Fast alle Deutschen wünschen sich Kinder. Diese schöne Entscheidung treffen wir nach sehr reiflicher Überlegung.

Foto: madeloneugelink / pixabay.com (CCO)
Besser spät als nie: Familiengründung jetzt im Durchschnitt in den 30ern

Das Schlagwort „alternde Gesellschaft“ bezieht sich in der gesellschaftlichen Diskussion stets auf die Lebenserwartung, die sich in den letzten rund 150 Jahren in etwa verdoppelt hat.

Spätere Entscheidung für Kinder

Doch das „Altern“ der Gesellschaft fängt schon viel früher an. Bedingt durch lange Bildungswege, der Sehnsucht nach Reisen und Erlebnissen fällt die Entscheidung für Kinder immer später.

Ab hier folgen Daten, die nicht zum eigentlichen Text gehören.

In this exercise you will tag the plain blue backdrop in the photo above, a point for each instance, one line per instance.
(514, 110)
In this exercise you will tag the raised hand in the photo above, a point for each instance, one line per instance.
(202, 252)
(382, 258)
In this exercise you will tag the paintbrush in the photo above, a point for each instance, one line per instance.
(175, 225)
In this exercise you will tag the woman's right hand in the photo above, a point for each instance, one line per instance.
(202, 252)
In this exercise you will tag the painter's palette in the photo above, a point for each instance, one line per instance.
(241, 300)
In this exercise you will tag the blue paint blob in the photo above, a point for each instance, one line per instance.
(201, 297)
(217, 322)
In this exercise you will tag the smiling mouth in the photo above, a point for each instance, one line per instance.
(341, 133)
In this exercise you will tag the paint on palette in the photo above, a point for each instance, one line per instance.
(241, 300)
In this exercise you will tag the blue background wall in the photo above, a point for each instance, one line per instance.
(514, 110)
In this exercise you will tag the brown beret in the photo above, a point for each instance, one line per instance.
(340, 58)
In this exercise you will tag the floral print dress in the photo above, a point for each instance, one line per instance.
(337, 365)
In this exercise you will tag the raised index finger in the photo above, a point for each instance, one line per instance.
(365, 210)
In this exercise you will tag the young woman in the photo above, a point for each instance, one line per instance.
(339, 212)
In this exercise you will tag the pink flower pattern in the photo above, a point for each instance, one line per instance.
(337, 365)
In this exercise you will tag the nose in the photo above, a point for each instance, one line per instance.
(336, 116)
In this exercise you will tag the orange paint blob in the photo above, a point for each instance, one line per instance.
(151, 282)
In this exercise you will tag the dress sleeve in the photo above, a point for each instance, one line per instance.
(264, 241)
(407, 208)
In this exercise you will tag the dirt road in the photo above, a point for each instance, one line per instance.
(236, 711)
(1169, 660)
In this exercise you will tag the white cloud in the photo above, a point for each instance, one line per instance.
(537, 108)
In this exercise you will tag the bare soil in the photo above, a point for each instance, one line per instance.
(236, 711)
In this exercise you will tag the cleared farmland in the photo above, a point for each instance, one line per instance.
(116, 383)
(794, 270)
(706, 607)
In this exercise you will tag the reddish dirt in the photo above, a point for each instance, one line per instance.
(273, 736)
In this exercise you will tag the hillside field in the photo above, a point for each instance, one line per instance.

Wie das Statistische Zentralamt in Wiesbaden veröffentlichte, war eine Frau 2020 bei der Geburt ihres ersten Kindes im Durchschnitt 30,2 Jahre alt, der Mann, wenn seine Frau ihr erstes Kind zur Welt brachte, 33,2 Jahre alt.

40 ist das neue 30

Von den knapp 360.000 Erstgeborenen des Jahres 2020 hatten 12,0 Prozent einen Vater im Alter von 40 Jahren oder älter und 2,9 Prozent eine Mutter in diesem Alter.

Nach den „40ern“ werden kaum noch Männer Vater. Lediglich bei 1,5 Prozent der Erstgeborenen war der Vater 50 Jahre oder älter. Eine reife Entscheidung sozusagen.